UPDATE: 6 Dec. Nautilus Minerals is reported to have been referred to the Toronto stock exchange for misleading investors over the fate of its mining vessel which it is claimed has already been sold to a third party despite Nautilus claims below that it is preparing to buy the ship.
Cecilia Jamasmie | Mining.com | 5 December 2018
Shares in Canada’s Nautilus Minerals (TSX:NUS), one of the world’s first seafloor miners, climbed more than 10% on Monday as the company disclosed is negotiating the terms of an agreement with arm’s length third parties that would involve the creation of a joint venture company.
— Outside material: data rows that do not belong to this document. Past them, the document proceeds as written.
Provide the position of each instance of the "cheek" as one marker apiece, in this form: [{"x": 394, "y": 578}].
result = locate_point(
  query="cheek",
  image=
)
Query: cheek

The purpose of the new firm, Nautilus said, would be to fund the acquisition of the Production Support Vessel (PSV) that Nautilus had previously arranged to be procured through shipbuilder MAC Goliath.
In July, the Vancouver-based company announced that MAC Goliath Pte’s had failed to pay part of a contract with the owner of the shipyard where the Nautilus’s support vessel were being made.
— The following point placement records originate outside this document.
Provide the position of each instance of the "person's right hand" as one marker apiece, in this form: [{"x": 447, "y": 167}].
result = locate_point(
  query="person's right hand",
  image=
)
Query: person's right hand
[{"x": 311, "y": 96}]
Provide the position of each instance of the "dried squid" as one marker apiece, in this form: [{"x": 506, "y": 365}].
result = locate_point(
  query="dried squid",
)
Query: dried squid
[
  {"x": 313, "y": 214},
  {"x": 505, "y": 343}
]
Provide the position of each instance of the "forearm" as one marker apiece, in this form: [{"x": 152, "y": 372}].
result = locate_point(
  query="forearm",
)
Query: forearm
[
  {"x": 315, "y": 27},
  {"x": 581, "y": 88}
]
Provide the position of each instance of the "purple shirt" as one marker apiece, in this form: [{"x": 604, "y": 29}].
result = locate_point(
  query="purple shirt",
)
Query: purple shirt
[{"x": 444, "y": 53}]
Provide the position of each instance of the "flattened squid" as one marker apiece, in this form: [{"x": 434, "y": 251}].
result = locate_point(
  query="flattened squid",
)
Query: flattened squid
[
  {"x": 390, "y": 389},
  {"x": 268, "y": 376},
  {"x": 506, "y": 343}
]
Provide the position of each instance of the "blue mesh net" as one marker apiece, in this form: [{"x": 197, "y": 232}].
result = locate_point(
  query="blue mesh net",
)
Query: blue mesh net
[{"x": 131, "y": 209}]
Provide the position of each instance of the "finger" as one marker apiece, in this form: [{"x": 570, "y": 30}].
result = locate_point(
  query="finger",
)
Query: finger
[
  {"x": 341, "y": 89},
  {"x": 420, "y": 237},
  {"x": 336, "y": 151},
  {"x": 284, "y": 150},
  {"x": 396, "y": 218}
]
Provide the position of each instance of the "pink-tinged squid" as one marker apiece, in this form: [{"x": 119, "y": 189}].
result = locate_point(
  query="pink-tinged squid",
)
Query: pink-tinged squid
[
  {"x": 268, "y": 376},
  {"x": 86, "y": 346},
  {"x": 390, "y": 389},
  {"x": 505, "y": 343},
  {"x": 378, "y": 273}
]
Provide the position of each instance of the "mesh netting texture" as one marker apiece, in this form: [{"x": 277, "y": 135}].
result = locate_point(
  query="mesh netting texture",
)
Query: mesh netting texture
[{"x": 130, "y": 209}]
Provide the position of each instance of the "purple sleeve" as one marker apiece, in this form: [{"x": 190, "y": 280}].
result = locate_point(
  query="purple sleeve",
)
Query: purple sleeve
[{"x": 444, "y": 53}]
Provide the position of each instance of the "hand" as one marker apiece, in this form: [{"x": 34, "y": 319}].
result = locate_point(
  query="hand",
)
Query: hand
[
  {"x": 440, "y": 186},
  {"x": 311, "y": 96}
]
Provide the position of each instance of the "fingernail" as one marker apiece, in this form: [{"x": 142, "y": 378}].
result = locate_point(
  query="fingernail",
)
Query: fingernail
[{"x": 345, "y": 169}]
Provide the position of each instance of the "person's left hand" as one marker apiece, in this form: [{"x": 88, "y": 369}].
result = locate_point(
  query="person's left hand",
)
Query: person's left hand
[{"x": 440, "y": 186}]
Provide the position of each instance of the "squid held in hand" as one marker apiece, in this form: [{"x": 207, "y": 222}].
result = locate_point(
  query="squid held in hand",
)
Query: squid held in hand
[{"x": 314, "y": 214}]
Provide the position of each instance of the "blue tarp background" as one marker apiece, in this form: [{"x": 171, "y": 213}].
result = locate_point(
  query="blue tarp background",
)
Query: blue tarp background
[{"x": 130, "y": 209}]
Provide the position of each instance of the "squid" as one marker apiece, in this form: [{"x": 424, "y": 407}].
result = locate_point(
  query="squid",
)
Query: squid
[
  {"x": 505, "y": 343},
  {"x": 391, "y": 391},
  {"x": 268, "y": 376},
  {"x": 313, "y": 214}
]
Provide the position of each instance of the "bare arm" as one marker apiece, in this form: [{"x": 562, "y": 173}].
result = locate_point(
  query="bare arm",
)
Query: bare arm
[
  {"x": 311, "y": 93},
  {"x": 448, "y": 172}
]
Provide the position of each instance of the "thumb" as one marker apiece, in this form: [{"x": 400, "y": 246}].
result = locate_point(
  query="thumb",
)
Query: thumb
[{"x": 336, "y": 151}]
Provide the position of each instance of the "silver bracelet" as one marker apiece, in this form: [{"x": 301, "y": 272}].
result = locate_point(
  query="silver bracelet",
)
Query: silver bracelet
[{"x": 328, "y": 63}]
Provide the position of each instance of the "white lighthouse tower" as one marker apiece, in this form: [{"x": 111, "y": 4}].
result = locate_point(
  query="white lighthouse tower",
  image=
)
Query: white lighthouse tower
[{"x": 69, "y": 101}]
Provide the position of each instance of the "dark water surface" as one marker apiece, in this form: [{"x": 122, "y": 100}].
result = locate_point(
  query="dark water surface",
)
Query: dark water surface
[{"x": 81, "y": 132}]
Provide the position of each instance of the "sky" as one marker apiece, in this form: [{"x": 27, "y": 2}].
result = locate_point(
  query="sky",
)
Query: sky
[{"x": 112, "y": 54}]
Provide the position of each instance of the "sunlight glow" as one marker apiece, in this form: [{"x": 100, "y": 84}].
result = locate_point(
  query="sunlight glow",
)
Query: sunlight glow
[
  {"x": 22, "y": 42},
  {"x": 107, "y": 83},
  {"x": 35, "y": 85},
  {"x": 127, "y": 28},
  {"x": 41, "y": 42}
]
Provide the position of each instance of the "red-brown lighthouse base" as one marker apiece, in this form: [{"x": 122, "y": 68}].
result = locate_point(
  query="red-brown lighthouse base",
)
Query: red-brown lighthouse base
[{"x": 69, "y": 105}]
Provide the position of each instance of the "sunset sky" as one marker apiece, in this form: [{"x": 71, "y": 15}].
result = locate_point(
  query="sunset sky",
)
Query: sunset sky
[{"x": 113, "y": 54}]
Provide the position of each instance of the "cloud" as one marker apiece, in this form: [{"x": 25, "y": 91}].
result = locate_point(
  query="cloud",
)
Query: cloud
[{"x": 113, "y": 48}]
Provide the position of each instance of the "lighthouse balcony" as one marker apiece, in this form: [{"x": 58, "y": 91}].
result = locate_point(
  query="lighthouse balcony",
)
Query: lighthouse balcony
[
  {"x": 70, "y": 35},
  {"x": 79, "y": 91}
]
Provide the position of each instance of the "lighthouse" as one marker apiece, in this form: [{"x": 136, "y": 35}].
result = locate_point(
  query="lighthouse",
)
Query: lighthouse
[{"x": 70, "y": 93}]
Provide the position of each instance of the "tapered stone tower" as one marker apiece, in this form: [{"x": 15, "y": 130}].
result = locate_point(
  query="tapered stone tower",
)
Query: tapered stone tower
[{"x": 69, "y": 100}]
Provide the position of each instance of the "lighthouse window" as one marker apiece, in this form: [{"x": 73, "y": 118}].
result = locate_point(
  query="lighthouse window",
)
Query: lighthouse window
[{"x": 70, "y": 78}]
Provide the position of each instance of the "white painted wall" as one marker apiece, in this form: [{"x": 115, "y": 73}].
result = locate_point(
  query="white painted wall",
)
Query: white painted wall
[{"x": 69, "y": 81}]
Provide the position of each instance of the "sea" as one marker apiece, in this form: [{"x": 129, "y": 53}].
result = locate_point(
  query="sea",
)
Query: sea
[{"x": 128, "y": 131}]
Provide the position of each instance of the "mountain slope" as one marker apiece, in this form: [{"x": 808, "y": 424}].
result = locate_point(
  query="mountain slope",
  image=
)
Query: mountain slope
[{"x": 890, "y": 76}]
Nautilus, which is in the last stages of developing its Solwara 1 gold, copper and silver project, off the coast of Papua Guinea, said the support ship would be used at that venture.
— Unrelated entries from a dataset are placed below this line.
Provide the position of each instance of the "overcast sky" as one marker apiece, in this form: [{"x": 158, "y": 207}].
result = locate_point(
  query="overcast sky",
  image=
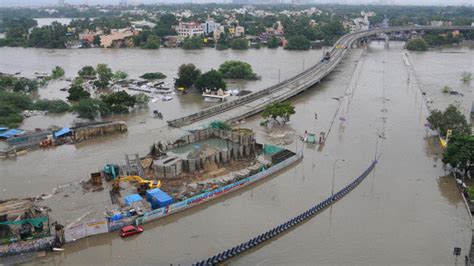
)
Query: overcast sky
[{"x": 9, "y": 3}]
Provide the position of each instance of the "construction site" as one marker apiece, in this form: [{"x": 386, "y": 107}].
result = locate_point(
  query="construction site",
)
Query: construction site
[{"x": 173, "y": 176}]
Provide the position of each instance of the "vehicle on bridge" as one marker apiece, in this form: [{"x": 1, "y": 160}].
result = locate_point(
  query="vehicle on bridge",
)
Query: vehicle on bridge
[{"x": 326, "y": 57}]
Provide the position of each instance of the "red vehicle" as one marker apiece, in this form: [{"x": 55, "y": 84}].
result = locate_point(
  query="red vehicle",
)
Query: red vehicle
[{"x": 130, "y": 230}]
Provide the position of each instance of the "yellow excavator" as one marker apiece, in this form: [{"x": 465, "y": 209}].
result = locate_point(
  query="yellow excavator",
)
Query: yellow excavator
[{"x": 142, "y": 184}]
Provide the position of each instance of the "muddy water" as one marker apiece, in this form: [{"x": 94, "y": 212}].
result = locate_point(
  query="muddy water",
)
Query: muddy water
[
  {"x": 403, "y": 213},
  {"x": 40, "y": 171}
]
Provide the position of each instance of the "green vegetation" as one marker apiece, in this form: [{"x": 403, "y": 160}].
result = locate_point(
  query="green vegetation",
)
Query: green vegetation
[
  {"x": 105, "y": 74},
  {"x": 119, "y": 102},
  {"x": 298, "y": 42},
  {"x": 417, "y": 44},
  {"x": 451, "y": 119},
  {"x": 91, "y": 108},
  {"x": 273, "y": 43},
  {"x": 446, "y": 89},
  {"x": 153, "y": 42},
  {"x": 187, "y": 75},
  {"x": 460, "y": 153},
  {"x": 153, "y": 75},
  {"x": 52, "y": 106},
  {"x": 211, "y": 80},
  {"x": 466, "y": 77},
  {"x": 57, "y": 72},
  {"x": 120, "y": 75},
  {"x": 87, "y": 72},
  {"x": 192, "y": 43},
  {"x": 141, "y": 100},
  {"x": 239, "y": 44},
  {"x": 237, "y": 70},
  {"x": 77, "y": 92},
  {"x": 10, "y": 83},
  {"x": 441, "y": 39},
  {"x": 282, "y": 110}
]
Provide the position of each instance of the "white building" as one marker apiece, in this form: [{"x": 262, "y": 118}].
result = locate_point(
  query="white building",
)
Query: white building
[
  {"x": 209, "y": 26},
  {"x": 189, "y": 29}
]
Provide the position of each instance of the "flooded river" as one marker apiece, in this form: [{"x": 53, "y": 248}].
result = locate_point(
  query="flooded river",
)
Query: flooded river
[{"x": 405, "y": 212}]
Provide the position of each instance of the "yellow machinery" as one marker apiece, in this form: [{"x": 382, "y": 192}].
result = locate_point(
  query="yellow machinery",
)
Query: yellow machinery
[{"x": 142, "y": 184}]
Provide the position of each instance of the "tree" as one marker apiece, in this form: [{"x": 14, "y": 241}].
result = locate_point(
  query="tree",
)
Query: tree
[
  {"x": 142, "y": 99},
  {"x": 239, "y": 44},
  {"x": 466, "y": 77},
  {"x": 451, "y": 118},
  {"x": 211, "y": 80},
  {"x": 120, "y": 75},
  {"x": 460, "y": 153},
  {"x": 237, "y": 70},
  {"x": 87, "y": 72},
  {"x": 417, "y": 44},
  {"x": 119, "y": 102},
  {"x": 91, "y": 108},
  {"x": 153, "y": 75},
  {"x": 298, "y": 42},
  {"x": 192, "y": 43},
  {"x": 57, "y": 72},
  {"x": 282, "y": 110},
  {"x": 77, "y": 92},
  {"x": 53, "y": 106},
  {"x": 105, "y": 75},
  {"x": 153, "y": 42},
  {"x": 273, "y": 42},
  {"x": 187, "y": 75}
]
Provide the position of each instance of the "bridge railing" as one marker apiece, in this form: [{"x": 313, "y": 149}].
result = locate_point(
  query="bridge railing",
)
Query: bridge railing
[{"x": 346, "y": 41}]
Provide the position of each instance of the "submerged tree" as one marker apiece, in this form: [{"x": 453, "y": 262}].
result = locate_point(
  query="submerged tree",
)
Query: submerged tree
[
  {"x": 187, "y": 75},
  {"x": 451, "y": 119},
  {"x": 460, "y": 153},
  {"x": 282, "y": 110}
]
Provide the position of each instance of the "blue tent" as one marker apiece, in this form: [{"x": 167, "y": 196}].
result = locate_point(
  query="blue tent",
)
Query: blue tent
[
  {"x": 11, "y": 133},
  {"x": 128, "y": 200},
  {"x": 62, "y": 132}
]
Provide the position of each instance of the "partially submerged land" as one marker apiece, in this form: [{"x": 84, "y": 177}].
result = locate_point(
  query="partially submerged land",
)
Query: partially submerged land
[{"x": 193, "y": 169}]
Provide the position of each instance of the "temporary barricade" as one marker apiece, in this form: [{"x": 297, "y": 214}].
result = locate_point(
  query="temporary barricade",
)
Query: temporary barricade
[
  {"x": 75, "y": 232},
  {"x": 97, "y": 227}
]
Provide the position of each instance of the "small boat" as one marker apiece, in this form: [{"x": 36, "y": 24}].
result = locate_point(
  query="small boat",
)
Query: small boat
[{"x": 130, "y": 230}]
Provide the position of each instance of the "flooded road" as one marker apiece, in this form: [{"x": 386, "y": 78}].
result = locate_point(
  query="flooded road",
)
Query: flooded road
[{"x": 405, "y": 212}]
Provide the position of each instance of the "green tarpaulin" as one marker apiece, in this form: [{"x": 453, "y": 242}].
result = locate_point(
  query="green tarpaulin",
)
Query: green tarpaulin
[{"x": 36, "y": 222}]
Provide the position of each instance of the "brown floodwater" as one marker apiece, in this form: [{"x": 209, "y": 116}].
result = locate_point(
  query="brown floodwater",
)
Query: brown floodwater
[{"x": 405, "y": 212}]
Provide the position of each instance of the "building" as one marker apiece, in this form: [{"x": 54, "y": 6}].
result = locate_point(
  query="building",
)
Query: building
[
  {"x": 218, "y": 32},
  {"x": 118, "y": 38},
  {"x": 239, "y": 31},
  {"x": 189, "y": 29},
  {"x": 439, "y": 23},
  {"x": 209, "y": 26}
]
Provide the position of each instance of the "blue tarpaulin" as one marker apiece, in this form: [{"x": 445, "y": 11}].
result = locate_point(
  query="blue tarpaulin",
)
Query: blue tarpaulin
[
  {"x": 131, "y": 198},
  {"x": 62, "y": 132},
  {"x": 158, "y": 198},
  {"x": 11, "y": 133}
]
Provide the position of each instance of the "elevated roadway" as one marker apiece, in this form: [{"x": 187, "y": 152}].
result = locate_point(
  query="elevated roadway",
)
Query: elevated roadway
[{"x": 255, "y": 102}]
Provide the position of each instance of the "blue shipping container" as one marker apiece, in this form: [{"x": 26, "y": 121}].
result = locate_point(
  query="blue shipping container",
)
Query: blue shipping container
[
  {"x": 131, "y": 198},
  {"x": 158, "y": 198}
]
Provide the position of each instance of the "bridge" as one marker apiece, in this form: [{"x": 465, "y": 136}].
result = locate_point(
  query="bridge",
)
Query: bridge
[{"x": 254, "y": 103}]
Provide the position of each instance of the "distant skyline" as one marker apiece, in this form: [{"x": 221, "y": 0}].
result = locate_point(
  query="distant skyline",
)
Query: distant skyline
[{"x": 37, "y": 3}]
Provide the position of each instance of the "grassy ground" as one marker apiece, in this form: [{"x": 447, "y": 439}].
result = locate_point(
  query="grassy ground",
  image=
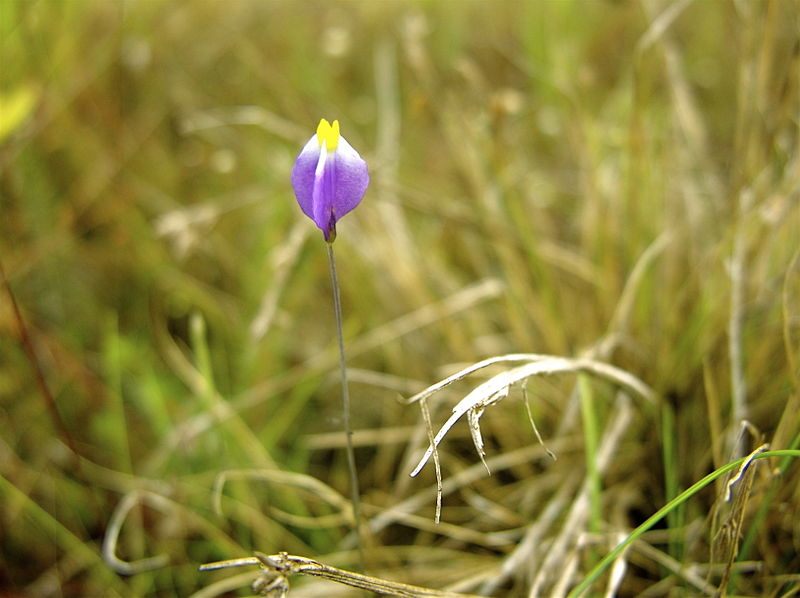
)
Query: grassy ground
[{"x": 609, "y": 182}]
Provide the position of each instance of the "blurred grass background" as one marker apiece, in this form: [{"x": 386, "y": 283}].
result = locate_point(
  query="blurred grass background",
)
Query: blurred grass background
[{"x": 610, "y": 178}]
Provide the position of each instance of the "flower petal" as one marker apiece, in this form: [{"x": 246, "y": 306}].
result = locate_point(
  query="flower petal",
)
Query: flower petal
[
  {"x": 351, "y": 178},
  {"x": 303, "y": 175},
  {"x": 329, "y": 182}
]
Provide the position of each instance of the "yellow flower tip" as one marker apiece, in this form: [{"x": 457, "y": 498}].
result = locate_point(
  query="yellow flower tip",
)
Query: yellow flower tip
[{"x": 328, "y": 134}]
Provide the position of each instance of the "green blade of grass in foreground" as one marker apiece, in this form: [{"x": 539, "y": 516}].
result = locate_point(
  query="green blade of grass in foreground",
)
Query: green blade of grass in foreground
[{"x": 598, "y": 570}]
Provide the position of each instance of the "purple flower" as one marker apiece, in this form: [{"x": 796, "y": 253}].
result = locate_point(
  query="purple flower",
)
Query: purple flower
[{"x": 329, "y": 178}]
The miner, which also is developing another underwater project, off the coast of Mexico, secured in May $34 million from lender Deep Sea Mining Finance, to finish Solwara 1, which is set to become the world’s first commercial deep-sea mine.
However, it lost support from Anglo American’s (LON:AAL), which decided to divest its 4%-stake in Nautilus.
Environmental groups have criticized the project, which will use three robotic machines weighing up to 310 tonnes to mine copper and gold from extinct hydrothermal vents on the ocean floor.
Nautilus plans to then mix the ore with seawater to create a slurry, which can be drawn to the surface, stored and then put on other ships for transport. The extracted seawater is then pumped back to the seabed.
Nautilus’ shares were trading up 10% in Toronto at 0.5 Canadian cents by 11:35 am Toronto time.